Cada día busco a Bellingham
«Veré desaparecer el optimismo de este jugador, ese que se tiene a edades tempranas, cuando uno se hace consciente de que ha recibido algunos dones»
Aunque teóricamente no le doy mucha importancia al fútbol, la verdad es que con mucha frecuencia, después de leer en la pantalla del ordenador las noticias de política nacional e internacional, que son deprimentes -como es natural, ya que las noticias suelen ser, por definición, malas noticias-, busco, a modo de consuelo o de estimulante, a ver si se publica algo nuevo, cualquier cosa, sobre Jude Bellingham.

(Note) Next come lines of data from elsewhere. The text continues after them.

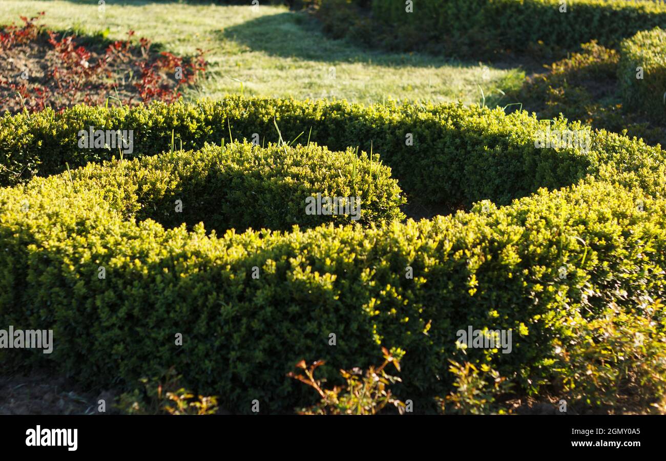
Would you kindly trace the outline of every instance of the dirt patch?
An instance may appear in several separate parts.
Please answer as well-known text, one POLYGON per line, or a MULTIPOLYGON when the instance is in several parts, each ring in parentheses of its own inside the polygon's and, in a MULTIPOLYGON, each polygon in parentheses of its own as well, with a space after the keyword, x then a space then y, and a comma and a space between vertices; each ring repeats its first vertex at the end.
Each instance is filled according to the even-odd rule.
POLYGON ((0 414, 99 414, 99 398, 111 412, 111 393, 86 392, 63 378, 43 372, 0 378, 0 414))

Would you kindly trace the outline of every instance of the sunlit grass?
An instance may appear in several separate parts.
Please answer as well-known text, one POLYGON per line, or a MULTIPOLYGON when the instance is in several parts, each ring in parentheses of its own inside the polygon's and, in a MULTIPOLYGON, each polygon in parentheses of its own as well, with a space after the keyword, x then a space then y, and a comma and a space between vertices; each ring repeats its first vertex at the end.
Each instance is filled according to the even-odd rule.
POLYGON ((27 1, 2 0, 0 23, 46 11, 41 21, 57 30, 109 38, 147 37, 177 54, 208 50, 205 81, 188 98, 226 93, 276 97, 336 97, 370 103, 384 99, 499 102, 501 91, 519 85, 523 73, 445 57, 388 53, 359 48, 324 36, 316 21, 286 7, 224 6, 125 0, 27 1))

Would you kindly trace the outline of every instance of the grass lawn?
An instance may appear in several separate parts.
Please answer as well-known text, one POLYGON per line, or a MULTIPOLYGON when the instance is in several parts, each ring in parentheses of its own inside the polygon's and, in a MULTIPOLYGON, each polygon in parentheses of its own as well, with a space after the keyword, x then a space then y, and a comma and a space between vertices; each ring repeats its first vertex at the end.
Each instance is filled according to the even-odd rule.
POLYGON ((519 69, 461 63, 416 53, 368 51, 324 36, 313 18, 283 7, 224 6, 125 0, 97 2, 2 0, 0 24, 19 22, 19 15, 45 11, 40 23, 55 30, 73 29, 108 37, 147 37, 180 55, 208 50, 206 81, 187 99, 218 98, 226 93, 298 99, 322 97, 365 104, 384 99, 461 100, 504 105, 501 91, 517 88, 519 69))

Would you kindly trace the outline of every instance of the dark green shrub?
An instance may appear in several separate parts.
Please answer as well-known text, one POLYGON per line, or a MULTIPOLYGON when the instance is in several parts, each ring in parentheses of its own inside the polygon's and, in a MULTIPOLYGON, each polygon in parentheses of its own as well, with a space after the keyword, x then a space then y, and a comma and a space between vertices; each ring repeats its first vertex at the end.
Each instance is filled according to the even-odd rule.
POLYGON ((643 31, 623 41, 617 77, 628 107, 666 121, 666 30, 643 31))

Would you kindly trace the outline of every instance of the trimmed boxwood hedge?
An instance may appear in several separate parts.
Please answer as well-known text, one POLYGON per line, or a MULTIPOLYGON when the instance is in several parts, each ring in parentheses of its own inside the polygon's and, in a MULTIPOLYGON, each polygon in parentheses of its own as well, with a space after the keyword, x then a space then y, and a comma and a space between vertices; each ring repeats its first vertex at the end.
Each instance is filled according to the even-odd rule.
POLYGON ((314 144, 263 149, 245 143, 90 163, 67 177, 76 189, 93 185, 103 191, 105 200, 126 218, 151 218, 167 227, 204 218, 209 229, 278 230, 294 225, 381 224, 404 218, 400 206, 404 199, 390 174, 390 169, 352 149, 332 153, 314 144), (306 215, 306 198, 318 193, 358 197, 358 219, 342 213, 306 215), (176 200, 182 205, 178 213, 176 200))
MULTIPOLYGON (((3 121, 23 137, 45 126, 67 127, 59 132, 62 139, 80 129, 73 115, 91 114, 101 125, 113 120, 105 126, 114 129, 121 127, 119 115, 125 117, 120 121, 141 115, 151 127, 143 132, 150 135, 135 135, 141 146, 135 153, 141 154, 149 151, 149 139, 156 142, 155 151, 165 149, 165 131, 172 128, 183 134, 191 128, 190 137, 183 137, 188 147, 216 136, 235 103, 242 110, 232 126, 243 136, 263 133, 268 129, 262 124, 272 123, 276 113, 283 137, 304 131, 299 123, 310 121, 320 143, 335 140, 335 133, 337 143, 353 145, 354 135, 369 143, 368 135, 376 129, 382 161, 404 175, 412 194, 438 191, 440 197, 451 193, 464 199, 470 181, 486 194, 474 191, 475 199, 506 199, 502 194, 512 182, 517 191, 509 197, 529 192, 525 185, 537 187, 535 177, 548 187, 510 206, 477 203, 468 212, 419 223, 230 229, 218 235, 202 225, 165 229, 147 212, 128 214, 132 207, 123 204, 134 199, 113 195, 113 184, 143 189, 131 185, 143 181, 141 175, 130 174, 126 184, 123 168, 166 166, 168 155, 35 178, 0 189, 0 324, 53 328, 55 345, 49 358, 87 383, 131 385, 174 366, 185 384, 220 396, 229 410, 250 412, 258 399, 262 412, 278 412, 302 402, 303 388, 285 376, 302 358, 326 360, 332 378, 339 368, 373 363, 380 346, 401 348, 407 354, 396 392, 418 410, 450 390, 446 360, 461 357, 455 344, 459 329, 511 328, 511 354, 472 349, 466 360, 491 362, 526 392, 557 376, 553 341, 565 343, 575 325, 603 316, 608 306, 664 315, 646 310, 665 290, 666 171, 660 148, 600 131, 592 133, 589 151, 537 149, 533 138, 541 127, 533 117, 478 107, 406 105, 392 115, 383 106, 269 101, 109 112, 79 107, 51 121, 48 113, 3 121), (339 108, 347 110, 336 112, 339 108), (414 146, 402 147, 405 132, 396 126, 416 133, 414 146), (412 153, 418 153, 406 157, 412 153), (119 179, 105 179, 105 169, 119 179), (440 182, 446 179, 452 184, 440 182), (500 187, 502 180, 509 184, 500 187), (494 185, 486 188, 483 181, 494 185), (558 181, 564 187, 557 189, 558 181), (494 192, 500 193, 488 195, 494 192), (99 277, 100 267, 105 278, 99 277), (254 267, 258 278, 252 276, 254 267), (406 276, 408 267, 413 278, 406 276), (176 333, 183 335, 182 346, 174 345, 176 333), (335 346, 329 345, 331 333, 335 346)), ((124 127, 133 126, 139 125, 124 127)), ((563 121, 553 127, 580 128, 563 121)), ((26 146, 25 151, 34 149, 26 146)), ((69 155, 66 148, 59 155, 69 155)), ((318 155, 316 147, 299 149, 318 155)), ((175 171, 174 177, 184 181, 198 174, 175 171)), ((350 172, 344 171, 341 184, 348 185, 350 172)), ((145 183, 169 183, 160 174, 145 183)), ((322 181, 332 181, 325 171, 312 177, 322 174, 322 181)), ((378 203, 393 197, 386 185, 386 195, 376 189, 378 203)), ((139 201, 139 209, 162 197, 149 193, 139 201)), ((248 211, 250 218, 254 213, 248 211)), ((43 357, 35 354, 35 360, 43 357)))
POLYGON ((623 41, 617 73, 627 107, 655 121, 666 121, 666 30, 655 27, 623 41), (637 78, 639 67, 642 79, 637 78))
POLYGON ((373 0, 372 13, 393 33, 414 45, 472 43, 494 49, 537 44, 560 49, 597 40, 619 45, 637 31, 666 27, 666 6, 630 0, 576 0, 560 12, 558 0, 373 0))

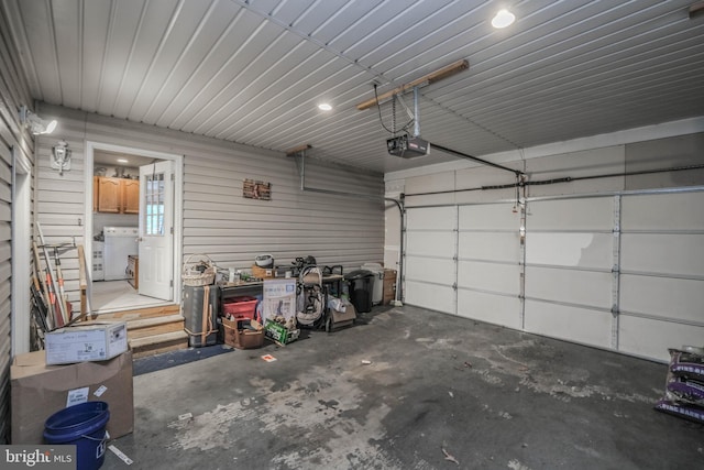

Ese joven jugador del Real Madrid me tiene fascinado, como a tantos. Ver repetido en la pantalla, una vez más, alguno de sus goles, o su característica celebración de los mismos con los brazos en cruz de cara al público y asintiendo con la cabeza (como diciendo «sí, esto es lo que hay, sí, esto es de verdad, sí, vamos a ganar siempre»), o cómo se desmarca para ofrecerse al pase del compañero, o leerle alguna frase que ha dicho aquí o allá, o los elogios que le tributan su entrenador y sus compañeros de equipo, que también están fascinados con él, o incluso mirar los goles de su hermano menor, que juega en Gran Bretaña de forma parecida aunque aún no ha cuajado del todo, me anima un poco y a renglón seguido ya puedo volver a las tareas y rutinas del día.
Voy a intentar desengancharme de esta obsesión tontorrona. ¿Por qué, cuando yo vivía en Barcelona, nunca se me ocurrió buscar a Messi, que probablemente era más genial y sobre el que además se generó un culto efervescente? Además de que Messi había crecido en mi misma ciudad, y provenía de Argentina, un país que sentimos tan cercano por tantos motivos. Pero yo no me recreaba en sus incesantes goles, en sus hazañas.
Quizá porque era un jugador bajito, iba tatuado, se dejaba una barba rojiza y rala, era de carácter más bien ensimismado y lacónico, y había en su excelencia algo funcionarial, maquinal. O así lo veía yo. Cuando metía uno de sus goles imposibles, me parecía percibir en su celebración no tanto alegría como la satisfacción de un rencor, el cumplimiento de una venganza.
Bellingham en cambio tiene planta, es elegante y es alegre. Estos atributos no son tan comunes. Como sólo tiene 20 años, en principio se diría que seguirá haciendo diabluras sobre el césped durante mucho tiempo, proporcionando satisfacción a su hinchada y frustración a los adversarios. Pero me temo que el motivo por el que me he enganchado a él tiene que ver precisamente con esto:
La alegría en la vida no suele durar, y estoy seguro de que veré desaparecer el optimismo de este jugador, ese enternecedor y desvalido optimismo que sólo se tiene a edades tempranas, cuando uno se hace consciente de que ha recibido algunos dones, algunas raras habilidades, y empieza a desplegarlas.
Busco a Bellingham porque, por más que parezca tocado por la gracia, tengo el presagio de que algo va a pasar con él: sí, acaso meterá cientos de prodigiosos goles más, reiterando en cada uno de ellos su condición excepcional; pero también es posible que vaya decayendo según los adversarios le tomen la medida o según pierda esa energía explosiva que ahora le anima; o como a tantos otros el cuerpo le dirá «basta» y se romperá; o algún defensa le lesionará para acabar de una vez con tan ofensiva alegría y desenvoltura. Sea lo que sea, gloria o tragedia, si no me pasa una desgracia antes, yo seré espectador. Eso es un vínculo.
A no ser, claro, que logre desengancharme de una adicción tan nueva y tan bizarra y lo que le pase a ese chico deje de importarme.
De hecho, esto último es posible, y hasta ya empiezo a sentir que gracias a la magia negra de la escritura, que lo aleja y lo pone en perspectiva todo, ahora mismo me estoy empezando a curar de Bellingham y de sus elegantes carreras sobre el césped, de sus imaginativos driblajes; que, línea a línea, esta adicción está perdiendo su presa sobre mí.